TU Delft student council group ORAS was certainly listening. The issue of integration even made it to their 2014 election manifesto: Greater social and academic integration will foster a dynamic international environment.

But, they aren’t the only ones. Several other clubs on campus have a similar impetus. The Delft Energy Club – a student run platform that focuses on energy – takes pride in its international character. Of their 1,400 members, an estimated 40% are international students. “The goal of the Energy Club is to stimulate innovation and to offer opportunities to students to unleash their potential. Therefore, organising events and activities where students and researchers from different backgrounds meet is what we do continuously,” says Fritz Dankers, secretary of the Energy Club board.

The club also organises monthly Energy Breaks together with the Delft Energy Initiative. Dankers feels that multi-disciplinary projects are a great platform for integration as people with different specialisations and from different backgrounds come together and learn to work in project-teams. “This is something clearly valued by TU Delft,” he adds.

Another such group is YoungDelft, a networking group for TU employees who are younger than 36 years of age. With a board that comprises a mix of Dutch and international staff, Young Delft is a microcosm of the university. “The board is just as diverse as our activities. We have Iranians, Taiwanese, Chinese, American, Polish, and Dutch people in our board. A Brazilian and an Iranian person are joining us soon and a Mexican and Indian recently left,” says Eveline Vreede, the chair of the organisation. Vreede says working together gives them a more nuanced appreciation of socio-cultural differences, whether in terms of managerial styles or communication. “We take into account differences in preference between men and women and cultural interests even when we organise our sport activities, social activities, and other activities that enhance skills or knowledge. This makes it fun for both the Dutch employees as well as the internationals,” says Vreede. Homecooked meal nights, kayaking, beach games are some of the many social events they’ve hosted. All official communication of YoungDelft is in English but that is not always easy. “Of course sometimes there are misunderstandings because of language, more specifically because of cultural interpretation of language,” she says.

Have a hobby? Find a group

Vreede acknowledges Dutch and internationals don’t mix sufficiently. Dutch students are usually involved within their own communities (student associations, student houses, sports, etc.) and international students find it easier to slip into groups among themselves. Vreede offers some advice: “Just do it! Just go to the party of another association, or call them over. Have an intercultural potluck. Sit somewhere different in the lecture hall every time and talk to the people around you.”

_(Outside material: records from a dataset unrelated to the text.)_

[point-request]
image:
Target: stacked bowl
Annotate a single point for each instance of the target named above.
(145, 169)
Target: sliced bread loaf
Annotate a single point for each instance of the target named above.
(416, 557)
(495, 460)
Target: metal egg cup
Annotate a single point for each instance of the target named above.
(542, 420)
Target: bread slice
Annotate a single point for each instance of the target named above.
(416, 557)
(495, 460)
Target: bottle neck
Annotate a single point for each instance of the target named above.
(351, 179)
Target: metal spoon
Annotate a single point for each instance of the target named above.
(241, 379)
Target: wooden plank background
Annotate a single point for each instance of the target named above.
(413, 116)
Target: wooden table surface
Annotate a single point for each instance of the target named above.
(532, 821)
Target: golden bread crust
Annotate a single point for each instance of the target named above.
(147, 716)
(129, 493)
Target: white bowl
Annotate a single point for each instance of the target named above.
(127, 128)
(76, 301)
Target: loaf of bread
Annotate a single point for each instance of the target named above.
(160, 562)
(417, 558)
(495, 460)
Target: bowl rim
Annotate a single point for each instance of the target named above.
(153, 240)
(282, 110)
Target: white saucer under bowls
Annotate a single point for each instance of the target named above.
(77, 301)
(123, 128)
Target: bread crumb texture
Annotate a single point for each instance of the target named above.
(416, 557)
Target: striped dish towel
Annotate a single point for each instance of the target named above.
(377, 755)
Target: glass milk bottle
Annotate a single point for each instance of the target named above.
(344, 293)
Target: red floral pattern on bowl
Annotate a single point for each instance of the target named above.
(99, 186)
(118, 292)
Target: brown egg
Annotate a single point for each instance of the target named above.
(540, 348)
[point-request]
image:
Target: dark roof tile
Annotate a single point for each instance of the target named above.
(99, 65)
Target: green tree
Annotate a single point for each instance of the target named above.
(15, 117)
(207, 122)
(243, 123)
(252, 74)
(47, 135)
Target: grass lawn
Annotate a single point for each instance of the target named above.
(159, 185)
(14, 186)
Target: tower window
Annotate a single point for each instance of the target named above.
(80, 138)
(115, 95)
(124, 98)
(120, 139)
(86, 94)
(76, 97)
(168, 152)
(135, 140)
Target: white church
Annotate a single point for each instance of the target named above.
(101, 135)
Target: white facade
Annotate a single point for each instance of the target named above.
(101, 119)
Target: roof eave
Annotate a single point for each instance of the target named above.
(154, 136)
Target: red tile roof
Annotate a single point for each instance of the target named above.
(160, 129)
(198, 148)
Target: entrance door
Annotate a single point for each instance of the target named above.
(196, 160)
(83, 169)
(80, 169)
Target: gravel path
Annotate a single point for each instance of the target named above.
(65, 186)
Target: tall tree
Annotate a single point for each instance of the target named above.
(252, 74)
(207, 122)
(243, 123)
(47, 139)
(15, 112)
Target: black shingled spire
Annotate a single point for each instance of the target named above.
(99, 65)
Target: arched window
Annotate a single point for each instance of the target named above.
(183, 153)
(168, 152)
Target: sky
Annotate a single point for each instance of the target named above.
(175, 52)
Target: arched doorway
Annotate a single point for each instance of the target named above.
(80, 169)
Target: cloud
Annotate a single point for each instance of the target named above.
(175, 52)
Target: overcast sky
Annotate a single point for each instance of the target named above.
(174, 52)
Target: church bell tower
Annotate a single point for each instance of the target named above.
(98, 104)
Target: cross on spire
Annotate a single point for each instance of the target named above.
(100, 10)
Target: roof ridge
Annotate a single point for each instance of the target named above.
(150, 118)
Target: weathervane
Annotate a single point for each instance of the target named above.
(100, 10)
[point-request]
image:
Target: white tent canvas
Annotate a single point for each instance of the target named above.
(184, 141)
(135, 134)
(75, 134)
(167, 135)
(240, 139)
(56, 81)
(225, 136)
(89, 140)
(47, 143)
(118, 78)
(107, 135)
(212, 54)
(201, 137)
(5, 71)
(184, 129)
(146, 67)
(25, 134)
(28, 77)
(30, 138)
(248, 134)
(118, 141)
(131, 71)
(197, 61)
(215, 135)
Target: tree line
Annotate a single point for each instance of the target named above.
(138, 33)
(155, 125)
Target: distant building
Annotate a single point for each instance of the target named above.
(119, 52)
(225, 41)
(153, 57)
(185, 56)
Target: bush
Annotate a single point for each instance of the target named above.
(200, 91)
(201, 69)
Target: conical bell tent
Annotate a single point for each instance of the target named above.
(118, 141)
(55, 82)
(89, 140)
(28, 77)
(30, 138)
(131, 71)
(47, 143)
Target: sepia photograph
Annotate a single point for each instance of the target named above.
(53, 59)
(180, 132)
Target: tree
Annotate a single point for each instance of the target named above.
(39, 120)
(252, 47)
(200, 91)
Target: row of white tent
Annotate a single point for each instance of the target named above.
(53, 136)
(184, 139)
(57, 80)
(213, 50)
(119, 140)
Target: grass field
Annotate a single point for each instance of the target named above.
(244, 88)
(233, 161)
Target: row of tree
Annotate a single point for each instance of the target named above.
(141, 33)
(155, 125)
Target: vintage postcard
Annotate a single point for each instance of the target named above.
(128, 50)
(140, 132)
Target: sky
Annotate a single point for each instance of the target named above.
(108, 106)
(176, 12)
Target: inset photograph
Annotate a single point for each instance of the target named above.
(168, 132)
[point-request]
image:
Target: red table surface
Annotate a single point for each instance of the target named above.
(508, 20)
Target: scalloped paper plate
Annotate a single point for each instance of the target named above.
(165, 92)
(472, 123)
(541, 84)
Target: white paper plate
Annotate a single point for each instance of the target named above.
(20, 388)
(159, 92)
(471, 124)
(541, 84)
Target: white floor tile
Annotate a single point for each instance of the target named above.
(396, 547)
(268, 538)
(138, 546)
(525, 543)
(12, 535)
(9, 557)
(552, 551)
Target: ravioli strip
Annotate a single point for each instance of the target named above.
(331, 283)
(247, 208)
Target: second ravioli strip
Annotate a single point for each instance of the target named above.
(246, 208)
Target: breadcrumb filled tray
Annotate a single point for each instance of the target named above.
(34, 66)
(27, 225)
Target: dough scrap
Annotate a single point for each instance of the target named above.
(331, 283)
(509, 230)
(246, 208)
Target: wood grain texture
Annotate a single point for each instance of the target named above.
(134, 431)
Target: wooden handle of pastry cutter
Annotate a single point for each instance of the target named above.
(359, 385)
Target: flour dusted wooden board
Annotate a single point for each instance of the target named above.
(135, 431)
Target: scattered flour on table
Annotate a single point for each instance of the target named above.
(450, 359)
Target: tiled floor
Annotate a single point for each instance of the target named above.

Dr. Daniel Farley, an American who completed his post-doc at TU Delft in 2013, counts a number of Dutch people among his friends. His path to feeling integrated involved an exchange of knowledge – about beer. A beer aficionado, Farley says he met a lot of local people at speciality pubs and beer tastings. “Once they realised that I knew what I was talking about, especially when it came to American beer, they opened up. I’m not really one to strike up a conversation, but this way I was in my comfort zone even though I was among strangers,” he says.